Population growth is nonetheless widely regarded as a contributing factor to a number of other problems besides the threat of overpopulation. 70 per cent of deforestation worldwide is directly caused by population growth. As human numbers increase, natural habitats are destroyed. Population growth can therefore cause a deficiency in food, water and forested areas that are important for the world's survival. As population grows, consumption needs increase which causes greater poverty. More people use more energy, release more greenhouse gases and increase global warming.
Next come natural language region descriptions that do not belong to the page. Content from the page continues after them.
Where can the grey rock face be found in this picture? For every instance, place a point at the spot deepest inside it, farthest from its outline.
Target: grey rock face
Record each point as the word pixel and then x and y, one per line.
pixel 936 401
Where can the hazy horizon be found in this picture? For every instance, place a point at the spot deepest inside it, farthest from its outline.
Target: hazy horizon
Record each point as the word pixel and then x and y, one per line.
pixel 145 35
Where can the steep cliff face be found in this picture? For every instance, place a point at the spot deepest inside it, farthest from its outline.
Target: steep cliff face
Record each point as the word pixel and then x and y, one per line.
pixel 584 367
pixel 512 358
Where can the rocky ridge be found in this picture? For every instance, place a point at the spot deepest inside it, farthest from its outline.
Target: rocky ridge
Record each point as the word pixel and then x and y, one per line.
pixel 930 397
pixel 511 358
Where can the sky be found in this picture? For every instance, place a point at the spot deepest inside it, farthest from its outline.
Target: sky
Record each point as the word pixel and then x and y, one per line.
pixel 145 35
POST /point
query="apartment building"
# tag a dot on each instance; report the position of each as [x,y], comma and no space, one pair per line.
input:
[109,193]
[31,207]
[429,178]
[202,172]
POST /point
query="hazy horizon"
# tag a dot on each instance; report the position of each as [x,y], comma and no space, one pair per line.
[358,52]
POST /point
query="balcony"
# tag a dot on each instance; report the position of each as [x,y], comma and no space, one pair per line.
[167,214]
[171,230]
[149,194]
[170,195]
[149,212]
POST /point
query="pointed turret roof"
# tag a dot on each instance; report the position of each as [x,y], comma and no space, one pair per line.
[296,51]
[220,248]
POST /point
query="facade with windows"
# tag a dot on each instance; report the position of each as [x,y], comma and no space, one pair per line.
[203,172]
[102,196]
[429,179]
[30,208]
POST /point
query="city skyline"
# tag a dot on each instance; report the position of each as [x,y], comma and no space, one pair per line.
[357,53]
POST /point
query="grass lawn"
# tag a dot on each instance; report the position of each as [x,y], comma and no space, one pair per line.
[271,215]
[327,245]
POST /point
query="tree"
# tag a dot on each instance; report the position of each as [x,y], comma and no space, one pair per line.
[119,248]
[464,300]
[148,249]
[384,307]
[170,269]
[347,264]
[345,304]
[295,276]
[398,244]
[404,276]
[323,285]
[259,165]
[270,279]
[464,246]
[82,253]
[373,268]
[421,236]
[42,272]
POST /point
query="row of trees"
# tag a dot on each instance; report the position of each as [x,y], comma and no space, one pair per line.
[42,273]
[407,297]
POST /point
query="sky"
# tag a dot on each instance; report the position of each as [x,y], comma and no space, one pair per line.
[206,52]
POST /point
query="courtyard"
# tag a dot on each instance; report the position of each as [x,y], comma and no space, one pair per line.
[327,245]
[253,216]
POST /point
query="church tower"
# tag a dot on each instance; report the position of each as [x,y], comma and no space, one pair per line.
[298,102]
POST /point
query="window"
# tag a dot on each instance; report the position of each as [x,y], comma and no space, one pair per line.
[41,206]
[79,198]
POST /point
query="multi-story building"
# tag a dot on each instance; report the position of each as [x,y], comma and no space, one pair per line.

Furthermore, the poor reproductive health that has accompanied population growth in many parts of the developing world is producing an HIV/AIDS epidemic of massive proportions. Religious and ideological barriers are frequently accused of standing in the way of improving reproductive health and stemming population growth, particularly the opposition of the Roman Catholic Church to birth control and family planning.

Most countries treat reproduction as something that cannot be regulated, but a few do not. China has a well-known "one-child rule", introduced in 1979, explicitly as a means of controlling population (although it only applies to ethnic Han Chinese living in urban areas). Its effectiveness is widely questioned, and its human rights implications are frequently condemned. Following a devastating earthquake in the country in May 2008, in which thousands of children were killed, Chinese officials announced that parents whose child had been killed, severely injured or disabled, would be allowed to have another child.

Statistics

The world population is expected to hit 10.1 billion by 2100, reaching 9.3 billion by the middle of this century. Essentially all of the growth will take place in less developed countries and will be predominately among the poorest populations in urban areas.

Between 2011 and 2100, the population of high-fertility countries, which includes most of sub-Saharan Africa, is projected to triple, passing from 1.2 billion to 4.2 billion.

During the same period, the population of intermediate-fertility countries, such as the United States, Mexico and India, will increase by just 26 per cent, while that of low-fertility countries, which includes most of Europe, China and Australia, will decline by about 20 per cent.

Current world population:  (estimated) 6,991,318,084.

Source: UNFPA – 2012

Quotes

"Family planning is a human right. Yet today some 222 million women in developing countries are unable to exercise that right because they lack access to contraceptives, information and quality services or because social and economic forces prevent them from taking advantage of services even where they are available."